Final Activity Report Summary - DNA REPAIR BY POL? (Mechanisms of DNA repair by human DNA polymerase lambda)

Human DNA polymerase lambda is a recently identified DNA repair polymerase whose biochemical properties are partly similar to those of Pol beta, suggesting a role of Pol beta in DNA repair. Indeed, as Pol beta, Pol lambda has an intrinsic dRP lyase, an activity that is critical for the BER pathway. Unlike Pol beta, Pol lambda contains an N-terminal BRCT domain, required for a stable interaction with non-homologous end-joining (NHEJ) factors, which suggests the involvement of Pol lambda in double-strand break (DSB) repair. Moreover, the interaction of Pol lambda with PCNA and its capacity to extend base-pairs containing different kinds of DNA lesions, suggest also a role in damage tolerance, collaborating in translesion synthesis.

By comparing normal and tumoral samples, we identified and characterised a single nucleotide polymorphism (SNP) in human Pol lambda, resulting in amino acid change Arg to Trp in codon 438 (R438W).
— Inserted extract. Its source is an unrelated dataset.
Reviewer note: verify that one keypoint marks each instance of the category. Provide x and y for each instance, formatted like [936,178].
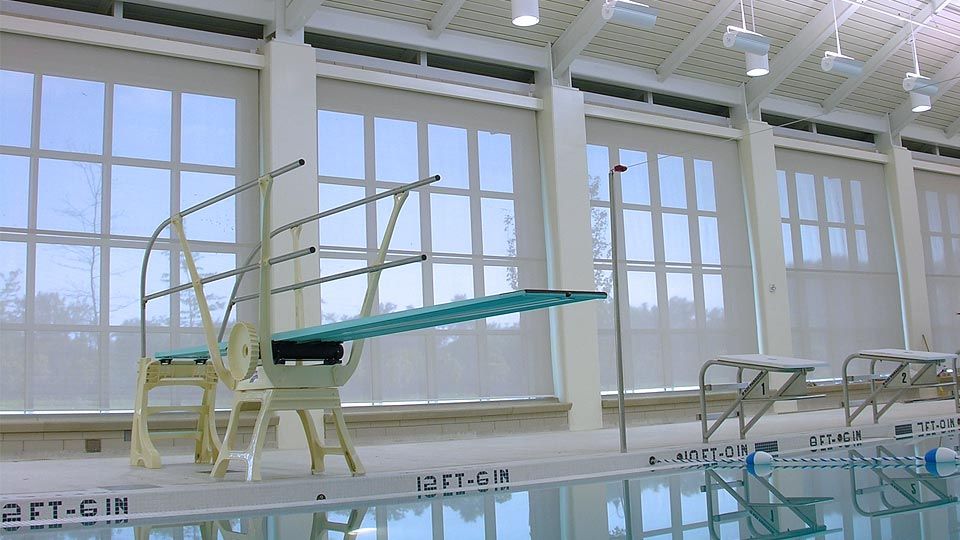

Interestingly, an elevated expression of this natural variant produces a significant increase in mutation frequency in vivo. In agreement with a causal effect, in vitro enzyme activity assays of both Arg and Trp 438 allelic variants showed a decrease in the fidelity of the W438 variant. Resolution of the 3D-structure of this natural variant of human Pol lambda allows discussing the molecular basis of this mutator W438 variant. Therefore, besides the more well-known loss-of-function mutations, polymorphic variants in DNA repair genes could substantially alter the overall DNA repair capacity, increasing the risk of mutations associated to repairing damaged DNA. Cancer-association studies of this Trp438 polymorphic variant were carried out, indicating a significant association of this natural mutator variant with rectal cancer.